One aberration among so many others: the investigator claims that, of the two Figure 8s at Coney Island, the Thunderbolt was the one they demolished, and the Cyclone has been classified an historic monument since 1991. I don’t know how he could have confused the two, but for me it’s as if he had said that the Twin Towers were still standing, and that the terrorists had destroyed the Empire State Building. I can still see the surroundings, the decrepit charm of Coney Island at dawn with its closed rides, the seagulls flying around the yellow-and-red pylon of the Parachute Jump, the teenagers between fixes, and the old Russians in electric wheelchairs rolling toward the dock with their fishing rods. I see the roped-up workmen unbolting the Cyclone’s rails, my father’s desolate look in the square of plastic turf in front of the brick house as he watched the last scrap of his life being dismantled. Watchman over a closed ride. Responsible for a heap of scrap iron sold by the ton that the steel mills would come fetch someday.
At first I think the investigator simply hasn’t bothered visiting the sites, but next in the l
ist of errors he claims to have discovered comes John Dewey High School. He’s turned the wooden school building on the edge of the dunes into a brown warehouse surrounded by barbed wire, between the elevated train and the air-conditioned tenements of South Brooklyn. Why this confusion? Carelessness, or a deliberate attempt to blur my reference points, my awareness of the past, my internal logic? What he’s describing is Rubinstein and Klein, the department store opposite Bay 50th Street station on the W line, where I worked for two months before my father got me the job at Nathan’s. I know better than he does – it’s my life! I’m the one who spent all those years between Coney Island and the depths of Brooklyn: those graffitied walls next to a river of garbage, those trailers next to the houses beneath dented air conditioners, those fire escapes that crumble into rust when you’re kissing beneath them – that’s my youth! Who does this nameless person think he is to challenge my past and mix up all the names, dates, and places? And if he did it on purpose, then why?

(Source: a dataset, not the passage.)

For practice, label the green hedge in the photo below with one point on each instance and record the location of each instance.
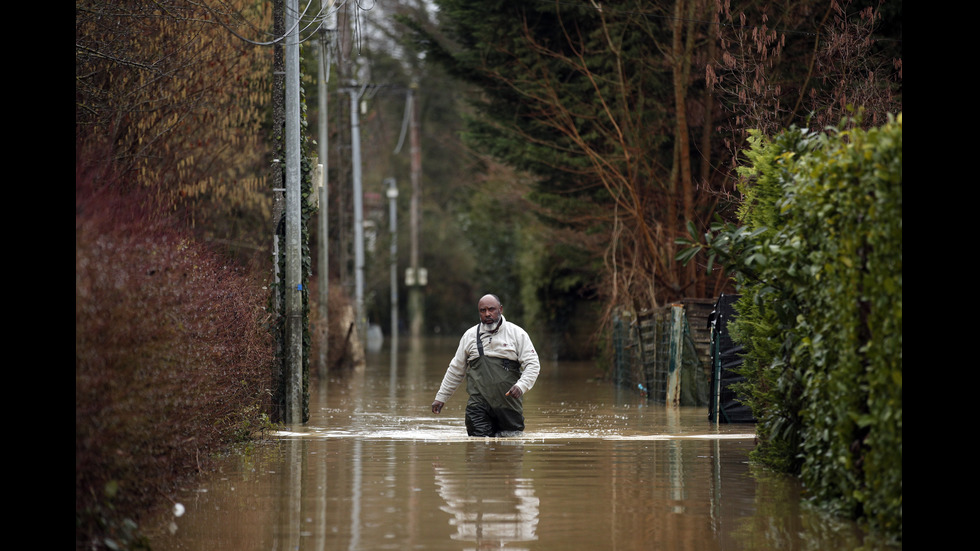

As for my department at Yale that supposedly wasn’t built until 2001, I give up. Could I have dreamed all those mornings for eleven years when I parked my Ford next to the Old Campus and walked up the hill to the Environmental Science Center, beneath the maple trees of Hillhouse Avenue? Could I have lived all those years in a sawmill without realizing it, married to a woman I never wed?
There’s at least one positive side to these three pages of denials: if my biography is only a heap of lies and deceptions, then the man living in Paris with my name is as much a fake as I am. It gives me a brief feeling of revenge against those who chose to believe him, but it doesn’t change the problem. The proof that that Martin Harris is false doesn’t make me any more authentic. For some reason I can’t fathom, this report makes us both out to be impostors. But I don’t believe so much confusion can be unintentional. How can I explain that no one recognized my picture, in Greenwich or at Yale, other than by the investigator’s ill will? The question is to know who is trying to erase my existence, remove my life from the record, destroy me in the eyes of the world – and destroy me in duplicate.